To further validate this model, one can delete each of the three questionable patterns and look at the model statistics to see if the modified model can still perform well. Columns three, four, and five of
Table 7 demonstrate deviance, sum of Pearson chi-square residuals, and the Hosmer-Lemeshow goodness-of-fit statistic for three models excluding covariates 97, 55, and 100, respectively. These numbers indicate that the selected additive model (i.e., SoI + PT + CoI) can still perform well and fit the data in each case. The results of three other scenarios in
Table 7 (i.e., removing two covariates with the poorest fit, removing two covariates with the largest influence, and removing all three covariates) also show that the additive model with three variables can fit the data very well in each scenario. These findings indicate that the additive model performs well with the remaining 105 covariates patterns (representing 91% of all accidents). Based on these results, the three questionable covariates were removed from the rest of analysis.
III. Validation
As mentioned by Iezzoni [
63], calibration and discrimination are two main methods to assess the performance of a logistic regression model on unseen data. While discrimination measures the ability of a model to distinguish between two classes of the dependent variable, calibration determines the model’s capability in producing estimations that are, on average, close to the observed classes [
64]. This study is focused on fatality rates among common accident scenarios. Due to the categorical nature of predictors, the fatality rate (i.e., dependent variable) of an accident scenario is calculated as the average of fatalities among all accidents in that scenario. For instance, among the eight accidents that have occurred in alteration/rehabilitation projects with tools and instruments representing the source of injury and interior plumbing/ducting/electrical work being the cause of injury, only one resulted in a fatality. Therefore, the observed/actual rate of fatality in this scenario is around 13%. As the objective is to study these rates and compare the performance of the logistic model to them, the authors have concluded that calibration measures would better serve this purpose.
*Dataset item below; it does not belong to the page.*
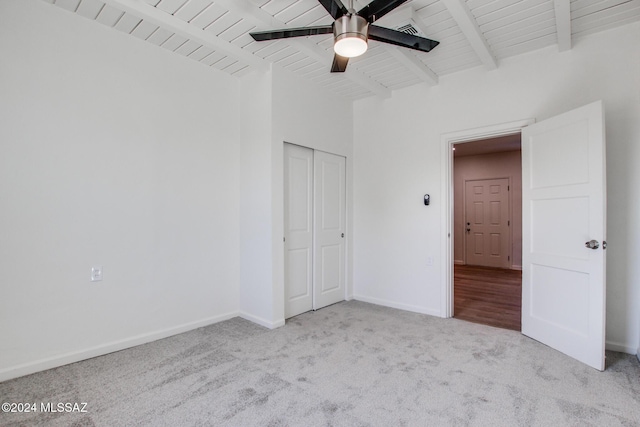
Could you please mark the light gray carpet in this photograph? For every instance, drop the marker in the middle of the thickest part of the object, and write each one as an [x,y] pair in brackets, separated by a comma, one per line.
[351,364]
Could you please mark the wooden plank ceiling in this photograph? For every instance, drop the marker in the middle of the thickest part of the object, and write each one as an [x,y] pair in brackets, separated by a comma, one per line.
[472,33]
The same measure (i.e., HL statistic) can be used for calibration/validation purposes. The only difference is that the data would be divided into training and testing sets and the model would be developed on the training set and be tested on the unseen testing set. Large p-values indicate there is no evidence to believe the model does not fit test data. For more information on the test statistics for testing dataset look at [
54] (p. 155).
To validate the model on unseen data, a series of training sets were created using 70% of the source data, and a series of testing sets were created using 30% of the source data. To increase the reliability of the results, this study applied a stratified sampling method to generate training/testing data sets. The same measure (i.e., Hosmer-Lemeshow statistic) was calculated to ensure that the model, which was trained only on the training set, can fit testing data well. The chi-square statistic of 6.97 and the p-value of 0.540 showed that the proposed model can fit unseen data as well.